Qualquer agente de controle de doenças pode ficar menos efetivo ao longo do tempo em razão da seleção de isolados menos sensíveis/resistentes. O Comitê Brasileiro de Ação a Resistência a Fungicidas (FRAC-BR) recomenda as seguintes estratégias de manejo de resistência visando prolongar a vida útil dos fungicidas:
• Realizar a rotação de fungicidas com mecanismos de ação distintos, sejam eles de sítio de ação específico e/ou multissítio, respeitando sempre as estratégias de manejo de resistência do FRAC.
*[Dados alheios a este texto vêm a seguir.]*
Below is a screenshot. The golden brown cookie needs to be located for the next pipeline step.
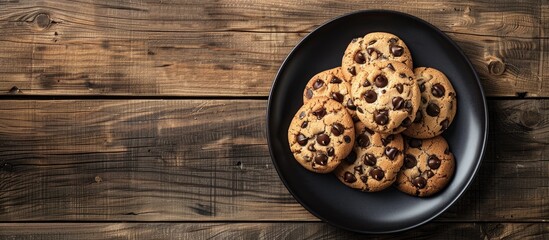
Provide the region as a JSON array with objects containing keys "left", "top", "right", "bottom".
[
  {"left": 341, "top": 32, "right": 413, "bottom": 82},
  {"left": 395, "top": 136, "right": 455, "bottom": 197},
  {"left": 335, "top": 122, "right": 404, "bottom": 192},
  {"left": 351, "top": 61, "right": 420, "bottom": 134},
  {"left": 303, "top": 67, "right": 356, "bottom": 118},
  {"left": 288, "top": 97, "right": 355, "bottom": 173},
  {"left": 404, "top": 67, "right": 457, "bottom": 139}
]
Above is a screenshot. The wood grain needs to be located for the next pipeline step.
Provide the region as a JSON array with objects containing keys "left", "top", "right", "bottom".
[
  {"left": 0, "top": 100, "right": 549, "bottom": 222},
  {"left": 0, "top": 1, "right": 549, "bottom": 97},
  {"left": 0, "top": 223, "right": 549, "bottom": 240}
]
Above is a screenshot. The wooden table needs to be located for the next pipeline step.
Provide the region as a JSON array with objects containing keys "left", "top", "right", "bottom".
[{"left": 0, "top": 0, "right": 549, "bottom": 239}]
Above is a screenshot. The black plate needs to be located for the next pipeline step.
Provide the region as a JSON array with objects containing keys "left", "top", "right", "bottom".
[{"left": 267, "top": 10, "right": 488, "bottom": 233}]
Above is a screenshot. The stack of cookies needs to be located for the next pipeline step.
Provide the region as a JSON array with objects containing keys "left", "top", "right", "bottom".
[{"left": 288, "top": 32, "right": 457, "bottom": 197}]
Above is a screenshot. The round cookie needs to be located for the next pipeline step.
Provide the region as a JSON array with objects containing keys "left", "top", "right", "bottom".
[
  {"left": 303, "top": 67, "right": 356, "bottom": 118},
  {"left": 288, "top": 97, "right": 355, "bottom": 173},
  {"left": 395, "top": 136, "right": 455, "bottom": 197},
  {"left": 335, "top": 122, "right": 404, "bottom": 192},
  {"left": 351, "top": 61, "right": 421, "bottom": 134},
  {"left": 404, "top": 67, "right": 457, "bottom": 139},
  {"left": 341, "top": 32, "right": 413, "bottom": 81}
]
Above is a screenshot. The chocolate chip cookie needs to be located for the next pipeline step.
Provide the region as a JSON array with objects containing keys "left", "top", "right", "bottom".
[
  {"left": 288, "top": 97, "right": 355, "bottom": 173},
  {"left": 335, "top": 122, "right": 404, "bottom": 192},
  {"left": 404, "top": 67, "right": 457, "bottom": 139},
  {"left": 341, "top": 32, "right": 413, "bottom": 81},
  {"left": 395, "top": 136, "right": 455, "bottom": 197},
  {"left": 303, "top": 67, "right": 356, "bottom": 118},
  {"left": 351, "top": 61, "right": 421, "bottom": 134}
]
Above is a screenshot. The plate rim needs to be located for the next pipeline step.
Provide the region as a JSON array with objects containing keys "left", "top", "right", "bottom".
[{"left": 266, "top": 9, "right": 490, "bottom": 234}]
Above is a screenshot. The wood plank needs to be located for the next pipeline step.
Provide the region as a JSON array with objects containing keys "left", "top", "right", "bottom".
[
  {"left": 0, "top": 222, "right": 549, "bottom": 240},
  {"left": 0, "top": 1, "right": 549, "bottom": 97},
  {"left": 0, "top": 99, "right": 549, "bottom": 222},
  {"left": 0, "top": 0, "right": 543, "bottom": 38}
]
• Utilizar o fungicida somente na época, na dose e nos intervalos de aplicação recomendados no rótulo/bula.
• Incluir outros métodos de controle de doenças (ex. resistência genética, controle cultural, biológico, etc.) dentro do programa de Manejo Integrado de Doenças (MID) quando disponíveis e apropriados.
• Sempre consultar um Engenheiro Agrônomo para orientação sobre as recomendações locais para o manejo de resistência.
A resistência de pragas a agrotóxicos ou qualquer outro agente de controle pode tornar-se um problema econômico, ou seja, fracassos no controle da praga podem ser observados devido à resistência. As seguintes estratégias podem prevenir, retardar ou reverter a evolução da resistência:
• Rotação de produtos com mecanismos de ação distintos, quando apropriado;
• Adotar outras táticas de controle, prevista no Manejo Integrado de Pragas (MIP) como rotação de culturas, controle biológico, controle por comportamento etc., sempre que disponível e apropriado;
• Utilizar as recomendações de dose e modo de aplicação de acordo com a bula do produto;
• Sempre consultar um Engenheiro Agrônomo para o direcionamento das principais estratégias regionais para o manejo de resistência e para a orientação técnica na aplicação de inseticidas;
• Informações sobre possíveis casos de resistência em insetos e ácaros devem ser encaminhados para o IRAC-BR (www.irac-br.org.br), ou para o Ministério da Agricultura, Pecuária e Abastecimento (www.agricultura.gov.br).